More than most public figures, elite athletes capture the limelight for better or worse. With constant media attention personal issues become public affairs and can damage or ruin careers. In a recent episode of SCI TV, industry expert Katharine Nohr discusses how to approach risk management in sports, covering high profile athletes Justin Gatlin and Michael Phelps. With a background in insurance defense litigation, Nohr’s love of triathlon led her to start her own company, Nohr Sports Risk Management. She is the author of the industry leading book “Managing Risk in Sport and Recreation” and speaks around the world on these topics.

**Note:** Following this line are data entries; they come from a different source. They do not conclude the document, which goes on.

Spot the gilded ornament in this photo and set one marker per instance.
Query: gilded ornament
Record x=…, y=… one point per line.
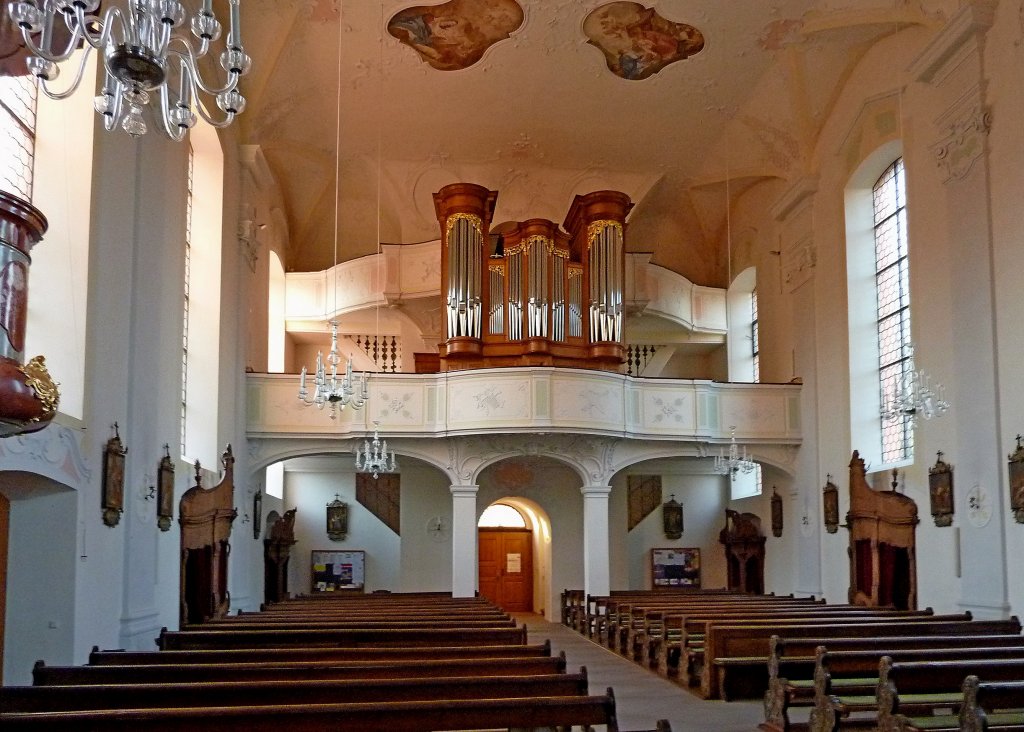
x=473, y=219
x=597, y=227
x=46, y=390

What is Risk Management in Sports?
Nohr advises professional and Olympic athletes on ways to prevent personal issues from affecting their brand and marketability. The issues she encounters range from performance enhancing drugs, relationship troubles, and substance abuse.
“There are so many areas where an athlete could have problems,” Nohr said. “Risk management occurs before and after incidents. You’re always working on it.”
When elite athletes minimize the personal risks in their life it can help the conversation with prospective teams and sponsors. Sometimes issues need deeper intervention such as counseling and life coaching.
“You’re looking at who they hang around with, what they’re doing in their lives to make them the most viable, attractive product essentially,” said Nohr. “The bottom line is that everyone is a brand. It’s important to understand what brand everyone is.”
Different Approaches from Sponsors
Nohr believes that no matter the sport, public perception of an athlete’s character is important. Sponsors vary on their approach to risk management in sports however. In 2009 when photos of swimmer Michael Phelps using marijuana became public Kellogg’s canceled his sponsorship because they thought the incident would damage their brand and target audience.
“The public does appreciate athletes that provide a very positive example for children,” Nohr said.
Nike has come under recent scrutiny for signing track star and convicted doper Justin Gatlin. The former Olympic Champion served a drug ban from 2006 to 2010 and has returned to the sport winning medals and setting records, but not without controversy.
“Nike has made a business decision,” Nohr said. “If most of the press is regarding his drug use, it could backfire. On the other hand if he gets gold medals and is the hero of the Olympics then it could go well.”